Тансар сделал паузу, что-то решая, затем кивнул самому себе и продолжил:

— Рейн, тебе что-нибудь известно о Конечном Воскрешении? О Саошьянте?

— Да, — с удивлением ответил Рейн, — Мидир мне рассказывал. И про последнюю битву, и про Мост Правосудия… а зачем вы спрашиваете?

— Белый Огонь. — тихо ответил Иерарх. — Один из трёх признаков того, что не за горами Аташ Кэрэти. Если это знамение можно хоть как-то истолковать, то оно было дано нам вчера, во время битвы. Конклаву только предстоит собраться, но у нас уже есть многое, что надо обсудить… Сейчас я не могу сказать вам ничего определённого, но одно знаю точно: сомневаюсь, что вас оставят в покое после того, что произошло. Слуги Истины будут следить за каждым вашим шагом, а внимание со стороны этих фанатиков — сомнительное удовольствие.

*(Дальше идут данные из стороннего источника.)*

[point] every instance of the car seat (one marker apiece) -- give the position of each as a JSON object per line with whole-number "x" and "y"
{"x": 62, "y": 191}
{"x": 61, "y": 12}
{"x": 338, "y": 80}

— Я… кажется, я уже встречался с ними. — сказал Рейн. Он вспомнил свой первый визит в Город Истин и четвёрку людей в сером. — Один из них… кажется, его звали Игнати.

— Игнати мар Саума… — обеспокоенно пробормотал Иерарх, — один из магистров этого ордена и первый среди цепных псов Его Святейшества. Тебе лучше избегать этого человека. Он жесток, очень жесток, и ненавидит еретиков даже больше, чем слуг Ненавистного.

Тансар поднялся и оглядел Сатин и Рейна пристальным взглядом.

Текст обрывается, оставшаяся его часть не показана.